There are so many subsets of the lifestyle we live. Folks who ride baggers, club-style, bobbers, choppers, Sportsters, Softails, classics, Viclas, customs, Dynas, FXRs, street trackers, dirt trackers, hooligans, big front wheel, fat rear tire, performance baggers, and other styles of bikes all have different needs, wants, and loves for their bike and how they have personally customized it.
Even four-wheeled folks (and other types of motorcyclists) who think they know about the bikes we ride have no real clue of just how many different styles there are. It really is infinite when you think about it. And to compound it all, just add the style of bikes we choose to build with the engine choice, paint color, and plating, and then it takes it to a complete other level of individuality. And this is what I personally love about the whole custom motorcycle thing.
In our “category of motorcycles” there are many styles of bikes many even in our group dislike and do not understand. And that is more than fine. Difference is what makes us great and what has made this scene go on for more than half a century.

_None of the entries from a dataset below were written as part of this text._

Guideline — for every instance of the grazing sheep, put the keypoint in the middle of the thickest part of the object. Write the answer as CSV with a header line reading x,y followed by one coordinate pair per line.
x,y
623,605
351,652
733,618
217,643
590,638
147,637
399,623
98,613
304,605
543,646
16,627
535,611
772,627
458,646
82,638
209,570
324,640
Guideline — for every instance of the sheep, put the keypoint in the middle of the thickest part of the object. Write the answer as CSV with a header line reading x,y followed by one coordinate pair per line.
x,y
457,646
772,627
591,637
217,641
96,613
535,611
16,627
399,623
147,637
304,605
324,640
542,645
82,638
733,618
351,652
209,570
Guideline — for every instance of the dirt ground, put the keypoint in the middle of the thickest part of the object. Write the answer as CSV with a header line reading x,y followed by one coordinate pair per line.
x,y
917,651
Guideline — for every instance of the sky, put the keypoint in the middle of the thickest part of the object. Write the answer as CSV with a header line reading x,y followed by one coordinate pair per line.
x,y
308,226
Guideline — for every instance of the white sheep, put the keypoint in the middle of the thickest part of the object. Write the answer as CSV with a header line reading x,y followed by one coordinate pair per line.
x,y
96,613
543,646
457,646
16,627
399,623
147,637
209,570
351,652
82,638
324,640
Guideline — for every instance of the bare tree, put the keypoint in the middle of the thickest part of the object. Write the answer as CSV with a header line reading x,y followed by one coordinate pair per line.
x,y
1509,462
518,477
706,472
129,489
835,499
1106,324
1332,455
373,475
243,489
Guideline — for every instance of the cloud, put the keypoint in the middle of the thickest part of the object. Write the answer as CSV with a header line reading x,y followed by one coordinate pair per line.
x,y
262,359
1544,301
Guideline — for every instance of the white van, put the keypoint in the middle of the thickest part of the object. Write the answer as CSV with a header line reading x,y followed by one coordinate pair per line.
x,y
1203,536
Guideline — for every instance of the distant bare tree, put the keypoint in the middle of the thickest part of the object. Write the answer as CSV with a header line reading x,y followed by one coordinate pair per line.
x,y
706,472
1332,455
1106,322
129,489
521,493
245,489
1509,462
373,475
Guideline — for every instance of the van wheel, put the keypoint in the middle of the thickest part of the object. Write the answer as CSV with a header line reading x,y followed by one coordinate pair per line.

But here’s the real deal, y’all: At the core, we as riders, fabricators, and customizers all respect the craftsmanship and commitment it takes to make a bike different than the rest on the dealer floor or at the local bike night.
I have heard it hundreds of times when at Sturgis, Daytona, or on the Hot Bike Tour: “It’s not my style, but it’s not my bike.” That is where the mutual respect we have for other builders and riders comes in. And this is also the reason we feature so many types of different custom bikes in every issue of Hot Bike. Variance is good and it also spawns controversy and creativity. That makes the next generation of custom bikes better than the one before it. And who really cares what other people think anyway? Am I right?
As I travel the world bringing you the newest and best in hand-fabricated bikes it has sunk in that there really are no rules anymore when it comes to a custom American V-twin-powered bike. Just look at the cover bike—a big-wheel stunt-bike bagger? What the hell was Jimmy Burnouts thinking? Take a peek at the Ken’s Factory bike leading the bike features in this issue. It’s a Japanese-built super Softail. If you didn’t see the bikes and just saw the sum of each of their parts on a build list, you would ask yourself who in the hell would build these types of bikes? And once you see them you can agree that the completed projects look great. And I like that.